Migrate Hive workloads from HDP (LLAP) to CDW (LLAP)

If you are on the HDP platform and running your Hive workloads using LLAP (low-latency analytical processing), learn how you can migrate to CDW Private Cloud without compromising on the performance offered by LLAP.

You perform the following high-level tasks to migrate from HDP (LLAP) to CDW (LLAP):

  1. Upgrade your clusters to CDP Private Cloud Base.
  2. Install CDP Private Cloud Data Services.
  3. Migrate your Hive workloads to CDW.
  4. Perform the post-migration tasks described in Apache Tez processing of Hive jobs.

LLAP in HDP

LLAP on HDP runs on YARN with a persistent LLAP daemon that provides execution and caching of data.
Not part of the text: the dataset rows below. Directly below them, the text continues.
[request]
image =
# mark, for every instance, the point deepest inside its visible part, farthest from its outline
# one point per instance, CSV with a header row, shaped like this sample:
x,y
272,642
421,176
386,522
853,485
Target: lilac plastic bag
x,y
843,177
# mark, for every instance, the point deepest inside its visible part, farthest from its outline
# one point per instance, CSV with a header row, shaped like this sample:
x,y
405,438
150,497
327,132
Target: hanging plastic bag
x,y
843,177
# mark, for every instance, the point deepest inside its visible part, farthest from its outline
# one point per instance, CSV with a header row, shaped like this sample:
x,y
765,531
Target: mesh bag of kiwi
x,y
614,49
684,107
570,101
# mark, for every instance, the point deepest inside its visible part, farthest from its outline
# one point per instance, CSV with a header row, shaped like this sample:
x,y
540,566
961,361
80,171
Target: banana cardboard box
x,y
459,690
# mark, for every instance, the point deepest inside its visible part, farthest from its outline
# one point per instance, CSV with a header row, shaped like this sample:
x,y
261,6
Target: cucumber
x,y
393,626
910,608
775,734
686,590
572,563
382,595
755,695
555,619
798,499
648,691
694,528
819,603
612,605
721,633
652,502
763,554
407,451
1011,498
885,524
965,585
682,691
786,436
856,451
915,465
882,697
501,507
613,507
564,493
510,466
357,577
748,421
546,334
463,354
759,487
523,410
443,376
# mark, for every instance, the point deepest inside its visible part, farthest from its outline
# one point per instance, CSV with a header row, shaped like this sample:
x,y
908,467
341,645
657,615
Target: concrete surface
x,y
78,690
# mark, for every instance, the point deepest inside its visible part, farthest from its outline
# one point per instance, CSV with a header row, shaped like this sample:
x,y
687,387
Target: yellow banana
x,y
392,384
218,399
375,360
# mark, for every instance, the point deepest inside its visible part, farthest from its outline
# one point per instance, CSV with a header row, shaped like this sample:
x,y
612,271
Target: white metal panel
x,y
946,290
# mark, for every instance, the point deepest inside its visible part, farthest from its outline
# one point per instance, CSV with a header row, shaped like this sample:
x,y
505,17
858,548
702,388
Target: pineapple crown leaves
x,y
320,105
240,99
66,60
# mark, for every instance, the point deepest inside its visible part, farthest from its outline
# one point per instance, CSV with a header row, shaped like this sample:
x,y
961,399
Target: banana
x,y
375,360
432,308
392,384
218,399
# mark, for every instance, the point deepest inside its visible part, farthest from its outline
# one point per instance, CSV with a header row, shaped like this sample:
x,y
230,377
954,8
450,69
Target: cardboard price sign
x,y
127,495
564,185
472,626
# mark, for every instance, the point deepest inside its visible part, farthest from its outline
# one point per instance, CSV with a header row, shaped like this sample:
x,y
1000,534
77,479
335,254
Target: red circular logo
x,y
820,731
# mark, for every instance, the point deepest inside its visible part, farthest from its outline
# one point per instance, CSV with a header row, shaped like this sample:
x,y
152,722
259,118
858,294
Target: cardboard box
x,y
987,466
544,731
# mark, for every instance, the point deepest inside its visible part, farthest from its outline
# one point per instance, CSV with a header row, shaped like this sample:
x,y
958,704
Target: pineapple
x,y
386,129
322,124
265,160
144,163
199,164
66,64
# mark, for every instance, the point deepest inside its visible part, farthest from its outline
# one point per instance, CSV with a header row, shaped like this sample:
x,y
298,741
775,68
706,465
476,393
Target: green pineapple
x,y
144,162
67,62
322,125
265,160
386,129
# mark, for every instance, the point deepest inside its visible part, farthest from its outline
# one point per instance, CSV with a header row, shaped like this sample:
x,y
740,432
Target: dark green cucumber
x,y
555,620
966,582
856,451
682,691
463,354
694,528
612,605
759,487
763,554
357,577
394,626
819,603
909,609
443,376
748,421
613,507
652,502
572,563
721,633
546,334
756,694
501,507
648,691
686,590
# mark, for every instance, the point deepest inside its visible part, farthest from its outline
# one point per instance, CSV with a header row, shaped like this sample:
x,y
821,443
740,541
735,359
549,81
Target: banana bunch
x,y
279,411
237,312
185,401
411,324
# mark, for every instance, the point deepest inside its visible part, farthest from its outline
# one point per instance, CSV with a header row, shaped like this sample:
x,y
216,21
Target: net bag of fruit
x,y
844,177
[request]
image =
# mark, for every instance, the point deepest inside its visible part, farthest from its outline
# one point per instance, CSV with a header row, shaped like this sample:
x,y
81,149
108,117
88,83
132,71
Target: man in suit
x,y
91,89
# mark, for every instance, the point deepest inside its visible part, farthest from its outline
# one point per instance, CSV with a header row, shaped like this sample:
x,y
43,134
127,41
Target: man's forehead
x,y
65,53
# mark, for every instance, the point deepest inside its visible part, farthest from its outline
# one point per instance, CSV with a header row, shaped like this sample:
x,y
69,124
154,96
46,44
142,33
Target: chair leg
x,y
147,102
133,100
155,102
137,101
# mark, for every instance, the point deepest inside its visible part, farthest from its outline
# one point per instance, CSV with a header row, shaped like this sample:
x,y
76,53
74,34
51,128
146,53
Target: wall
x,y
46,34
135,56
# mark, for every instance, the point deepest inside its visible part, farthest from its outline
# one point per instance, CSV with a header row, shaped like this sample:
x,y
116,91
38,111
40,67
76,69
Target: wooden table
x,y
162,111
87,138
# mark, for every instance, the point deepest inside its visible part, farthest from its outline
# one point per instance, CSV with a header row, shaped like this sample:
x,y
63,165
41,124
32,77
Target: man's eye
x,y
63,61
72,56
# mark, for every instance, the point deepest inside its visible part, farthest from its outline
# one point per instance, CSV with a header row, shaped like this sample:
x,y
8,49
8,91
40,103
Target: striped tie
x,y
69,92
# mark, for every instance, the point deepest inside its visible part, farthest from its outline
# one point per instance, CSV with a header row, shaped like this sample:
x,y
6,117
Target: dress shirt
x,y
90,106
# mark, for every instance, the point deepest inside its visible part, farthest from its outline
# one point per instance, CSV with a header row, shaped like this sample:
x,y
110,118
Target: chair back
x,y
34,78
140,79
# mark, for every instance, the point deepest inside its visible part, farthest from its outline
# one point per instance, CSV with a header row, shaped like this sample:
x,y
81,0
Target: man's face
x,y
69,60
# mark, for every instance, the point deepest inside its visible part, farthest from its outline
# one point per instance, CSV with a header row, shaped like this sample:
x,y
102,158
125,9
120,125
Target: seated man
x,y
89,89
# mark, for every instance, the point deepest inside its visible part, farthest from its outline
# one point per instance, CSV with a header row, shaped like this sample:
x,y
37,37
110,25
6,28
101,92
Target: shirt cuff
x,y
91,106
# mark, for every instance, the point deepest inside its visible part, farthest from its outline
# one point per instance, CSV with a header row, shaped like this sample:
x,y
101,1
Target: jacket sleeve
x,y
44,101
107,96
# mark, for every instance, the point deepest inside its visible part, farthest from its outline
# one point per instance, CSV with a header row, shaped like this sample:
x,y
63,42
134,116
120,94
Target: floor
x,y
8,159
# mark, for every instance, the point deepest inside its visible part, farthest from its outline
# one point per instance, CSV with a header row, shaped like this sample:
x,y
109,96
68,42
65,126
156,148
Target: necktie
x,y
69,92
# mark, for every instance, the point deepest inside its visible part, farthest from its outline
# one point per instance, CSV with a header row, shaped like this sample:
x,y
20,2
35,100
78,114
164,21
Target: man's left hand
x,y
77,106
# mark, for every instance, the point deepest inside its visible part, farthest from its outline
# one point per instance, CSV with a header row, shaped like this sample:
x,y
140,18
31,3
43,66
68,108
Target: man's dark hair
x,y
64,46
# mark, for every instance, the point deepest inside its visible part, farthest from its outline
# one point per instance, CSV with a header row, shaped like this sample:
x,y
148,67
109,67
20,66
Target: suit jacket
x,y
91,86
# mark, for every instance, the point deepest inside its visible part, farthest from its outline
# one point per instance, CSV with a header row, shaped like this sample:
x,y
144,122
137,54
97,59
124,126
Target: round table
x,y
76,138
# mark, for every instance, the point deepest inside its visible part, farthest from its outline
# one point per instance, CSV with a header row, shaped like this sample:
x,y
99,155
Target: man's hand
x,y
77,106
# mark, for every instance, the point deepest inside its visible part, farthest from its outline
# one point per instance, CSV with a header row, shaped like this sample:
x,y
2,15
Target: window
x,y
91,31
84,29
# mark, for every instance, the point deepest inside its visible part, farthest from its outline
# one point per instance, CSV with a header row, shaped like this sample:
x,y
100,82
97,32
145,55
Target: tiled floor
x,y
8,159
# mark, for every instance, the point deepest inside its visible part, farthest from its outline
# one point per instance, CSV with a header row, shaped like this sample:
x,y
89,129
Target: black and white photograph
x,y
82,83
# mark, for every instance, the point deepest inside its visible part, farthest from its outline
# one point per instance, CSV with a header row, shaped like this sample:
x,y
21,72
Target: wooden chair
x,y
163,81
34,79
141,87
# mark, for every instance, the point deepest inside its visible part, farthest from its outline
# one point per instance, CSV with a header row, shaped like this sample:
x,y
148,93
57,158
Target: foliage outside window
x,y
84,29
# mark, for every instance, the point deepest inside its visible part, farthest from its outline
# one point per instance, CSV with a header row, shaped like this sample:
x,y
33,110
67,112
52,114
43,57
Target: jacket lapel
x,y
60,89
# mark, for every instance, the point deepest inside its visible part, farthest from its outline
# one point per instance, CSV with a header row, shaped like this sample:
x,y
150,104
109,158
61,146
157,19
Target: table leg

You can adjust many aspects of the LLAP deployment, such as:

  • Size of the LLAP daemons (Memory / Executors)
  • Number of daemons created to scale up and handle large workloads
  • Number of Apache Tez ApplicationMasters (coordinators) to establish query concurrency
  • Ratio of memory used for processing and cache

The YARN configurations in HDP are complex and are not usually optimal, leading to poor experiences.

In HDP, you could only have one LLAP instance running and the instance was sized to handle workloads at peak intervals. The LLAP instances in HDP could not autoscale and consumed a finite amount of YARN resources regardless of whether workloads were running or not.

When Hive LLAP is used for large complex ETL queries and without a robust workload management in place, large workloads can block BI-type workloads thereby leading to poor user experience for BI users.

Some advanced LLAP on YARN implementations may have used ‘Hive Workload Management’ in LLAP to help manage query isolation and deal with query outliers. ‘Hive Workload Management’ in LLAP is not supported in CDW, however, query isolation in CDW ensures that individual warehouses are completely isolated and ensures that instances have sufficient compute resources for their workloads.

LLAP in CDW

In CDW Private Cloud, Hive LLAP runs in Docker containers on Kubernetes instead of YARN. The Virtual Warehouse instances in CDW are preconfigured to handle the LLAP configurations described above and are optimized for your workloads thereby enabling a predictable and stable deployment.

CDW offers the following benefits:

  • Provides isolation by having more than one LLAP instance, which was not easily obtained in LLAP on HDP
  • Enables Virtual Warehouse instances to AutoScale (scale up and down) to address varying workload demands
  • Automatically suspends a Virtual Warehouse instance if workloads cease and Executors are left idle for a period of time

While setting up your Virtual Warehouse, consider setting up multiple instances to leverage the full use of LLAP that you have enjoyed on HDP. The Virtual Warehouse instances should be configured based on the characteristics of the workloads.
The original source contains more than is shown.